After all this time it looks like a couple of teams are having a go at it with interesting results.
lotro revenge: HowTo: Understand 0B000002 vs. 0B004002 packets

Specifically this comment from late last year:
Good to see some people are still coming back to this blog  :Smile:  for those interested, let me summarize where the lotro pserver scene is at the moment (to the best of my knowledge). There are at least two groups able to enter the world with a custom server, move around, modify basic parameters like stats or quests and spawn NPCs/monsters. Where these two groups diverge is their focus:

One group is working with the live client, capturing packets and trying to make sense of them. They have a lot of information at their disposal and an on-demand reference frame but are somewhat lacking in active developers and most of their stuff is inherited from other devs and not written by them.
If you're interested in reverse engineering the live game, you should look up the discord higher up on this page.

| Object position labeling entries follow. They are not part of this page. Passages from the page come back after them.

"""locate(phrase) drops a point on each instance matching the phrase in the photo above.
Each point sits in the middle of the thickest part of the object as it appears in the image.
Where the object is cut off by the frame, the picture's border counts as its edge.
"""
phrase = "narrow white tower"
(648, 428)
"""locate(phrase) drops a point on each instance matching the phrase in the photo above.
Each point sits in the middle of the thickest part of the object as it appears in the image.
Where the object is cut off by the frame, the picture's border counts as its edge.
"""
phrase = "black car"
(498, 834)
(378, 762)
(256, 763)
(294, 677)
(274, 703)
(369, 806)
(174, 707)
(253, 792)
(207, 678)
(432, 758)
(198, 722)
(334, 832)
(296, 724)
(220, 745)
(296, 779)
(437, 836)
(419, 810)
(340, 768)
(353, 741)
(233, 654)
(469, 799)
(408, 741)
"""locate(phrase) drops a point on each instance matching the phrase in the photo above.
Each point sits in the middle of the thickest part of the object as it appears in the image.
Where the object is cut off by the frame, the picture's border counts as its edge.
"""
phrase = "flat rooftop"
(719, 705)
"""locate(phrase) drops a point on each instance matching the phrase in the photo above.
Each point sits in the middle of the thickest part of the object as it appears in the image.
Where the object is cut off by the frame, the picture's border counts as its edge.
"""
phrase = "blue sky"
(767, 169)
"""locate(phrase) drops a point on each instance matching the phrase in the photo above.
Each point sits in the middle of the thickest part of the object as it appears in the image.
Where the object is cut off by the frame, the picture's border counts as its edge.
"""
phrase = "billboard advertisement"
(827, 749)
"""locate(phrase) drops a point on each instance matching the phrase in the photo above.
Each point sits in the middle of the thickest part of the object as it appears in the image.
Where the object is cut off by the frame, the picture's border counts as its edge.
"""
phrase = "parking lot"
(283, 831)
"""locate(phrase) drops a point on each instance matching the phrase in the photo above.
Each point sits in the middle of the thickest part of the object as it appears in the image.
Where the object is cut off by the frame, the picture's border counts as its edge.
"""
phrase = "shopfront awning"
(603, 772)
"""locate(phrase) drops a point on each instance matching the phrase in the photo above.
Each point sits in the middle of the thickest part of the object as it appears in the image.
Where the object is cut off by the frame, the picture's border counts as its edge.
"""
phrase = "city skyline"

The other group is focusing hard on getting a vanilla-SoA server up and running. Even though this is a more complex job without a reference retail server, they are arguably much further along than the first group. They have a much stronger understanding of the data that's available (lotro has A LOT of data on the client if you know how to use it), good grasp of the executable and a clear path to server implementation with only relatively few unknowns. Also more active developers but could always use more people interested in SoA - if you're one of them, drop a message to TheMadFitz above  :Wink:

----------


## AllenRein

Duplicate post removed

----------